振り返ってみると、「長かった」とも「あっという間だった」とも違います。
ただ愚直に、淡々と1年1年を積み重ねてきた、という感覚が一番しっくりきます。

この16年の間に、思いがけない素晴らしい出来事もありました。
大野川の河川沿いに自分の設計した建築が3棟並ぶロケーションが生まれたのは、建築家として奇跡的であり、心から幸運なことだと感じています。

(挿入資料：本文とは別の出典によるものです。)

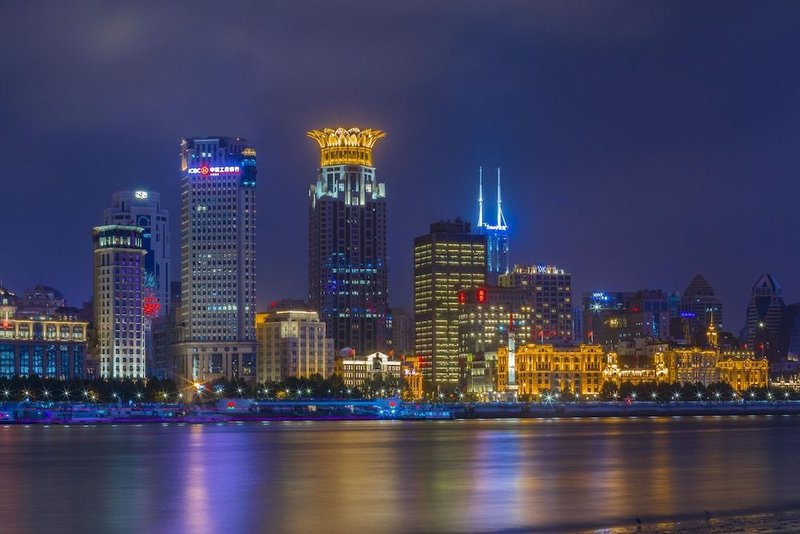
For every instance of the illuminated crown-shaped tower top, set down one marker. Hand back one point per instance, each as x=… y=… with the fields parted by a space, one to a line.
x=346 y=147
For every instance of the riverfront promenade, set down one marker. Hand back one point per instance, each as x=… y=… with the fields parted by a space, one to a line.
x=326 y=409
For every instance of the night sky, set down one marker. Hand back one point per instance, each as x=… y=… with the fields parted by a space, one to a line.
x=641 y=142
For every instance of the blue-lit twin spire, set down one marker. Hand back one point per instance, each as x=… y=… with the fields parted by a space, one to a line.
x=501 y=219
x=496 y=235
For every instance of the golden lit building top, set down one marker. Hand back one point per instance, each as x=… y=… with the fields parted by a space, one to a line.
x=346 y=146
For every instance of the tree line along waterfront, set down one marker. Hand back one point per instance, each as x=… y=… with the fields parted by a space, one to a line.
x=101 y=391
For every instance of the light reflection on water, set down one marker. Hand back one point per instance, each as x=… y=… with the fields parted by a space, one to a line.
x=364 y=476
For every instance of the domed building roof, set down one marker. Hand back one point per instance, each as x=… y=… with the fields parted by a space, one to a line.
x=7 y=298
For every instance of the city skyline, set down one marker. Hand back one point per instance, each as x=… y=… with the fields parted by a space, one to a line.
x=583 y=187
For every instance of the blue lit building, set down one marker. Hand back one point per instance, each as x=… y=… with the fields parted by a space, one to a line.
x=49 y=347
x=496 y=234
x=118 y=301
x=218 y=260
x=143 y=208
x=613 y=317
x=347 y=272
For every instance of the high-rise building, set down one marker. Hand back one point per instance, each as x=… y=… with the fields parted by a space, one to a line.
x=143 y=208
x=551 y=298
x=610 y=318
x=119 y=301
x=218 y=259
x=698 y=305
x=496 y=234
x=489 y=317
x=446 y=260
x=764 y=318
x=347 y=271
x=292 y=342
x=402 y=331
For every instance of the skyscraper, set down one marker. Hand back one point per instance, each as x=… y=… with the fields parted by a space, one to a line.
x=292 y=343
x=698 y=305
x=764 y=318
x=118 y=305
x=551 y=299
x=347 y=271
x=218 y=267
x=143 y=208
x=496 y=234
x=446 y=260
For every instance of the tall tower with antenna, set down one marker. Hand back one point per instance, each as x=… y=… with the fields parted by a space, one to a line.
x=496 y=234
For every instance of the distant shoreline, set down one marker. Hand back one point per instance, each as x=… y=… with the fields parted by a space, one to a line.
x=327 y=410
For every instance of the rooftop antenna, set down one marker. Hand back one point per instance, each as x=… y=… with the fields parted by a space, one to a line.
x=501 y=220
x=480 y=197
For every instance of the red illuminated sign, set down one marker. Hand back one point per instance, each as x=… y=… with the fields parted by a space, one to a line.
x=151 y=305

我が家では今も予約制でオープンハウスを続けていますが、新築当時にお越しいただいたお客様も、先週来てくださったお客様も、変わらず深い感動や気づきを持ち帰ってくださいます。
新築のような眩しい綺麗さや、最新の設備があるわけではありません。
それでもなぜ、時間が経つほどに人の心を動かすのでしょうか?「

そこには「16年という月日」だからこそ纏える、建築の力があるのだと思います。
経年変化がもたらす「経年美化」
時間が経つにつれて素材が味わいを増し、周囲の風景や大野川のロケーションに深く馴染んでいくこと
暮らしと音が染み込む空間
私と妻のライフスタイルの変化を受け止め、妻が奏でるグランドピアノの音色が空間全体に染み込んでいくような、住まいとしての成熟
16年の実績が証明する「住み心地のリアル」
設計当時の仕様(例えばトリプルガラスの木製サッシなど)が、年月を経てどう機能し続けているか。
現代の基準と比べても、エアコン1台で夏の涼しさを確保でき、冬もセントラルヒーティングで効率よく暖かく過ごせるという「16年分の温熱性能のリアルな実績」

新築の美しさは完成した瞬間がピークになりがちですが、丁寧に作られた家は、住み手とともに育ち、年数を重ねるごとに深みを増していきます。
16年経った今だからこそ、新築当時以上にお伝えできるリアルな価値や魅力を、オープンハウスに訪れるクライアントへ自信を持って共有できること
それこそが、我が家であり自邸設計の最大の強みだと感じています。

17年、18年、そして20年、30年へ
これからもこの家とともに時を重ね、積み上がっていく物語を、多くの方に伝えていきたいと思います。
サクラハウス、16歳の誕生日おめでとう!!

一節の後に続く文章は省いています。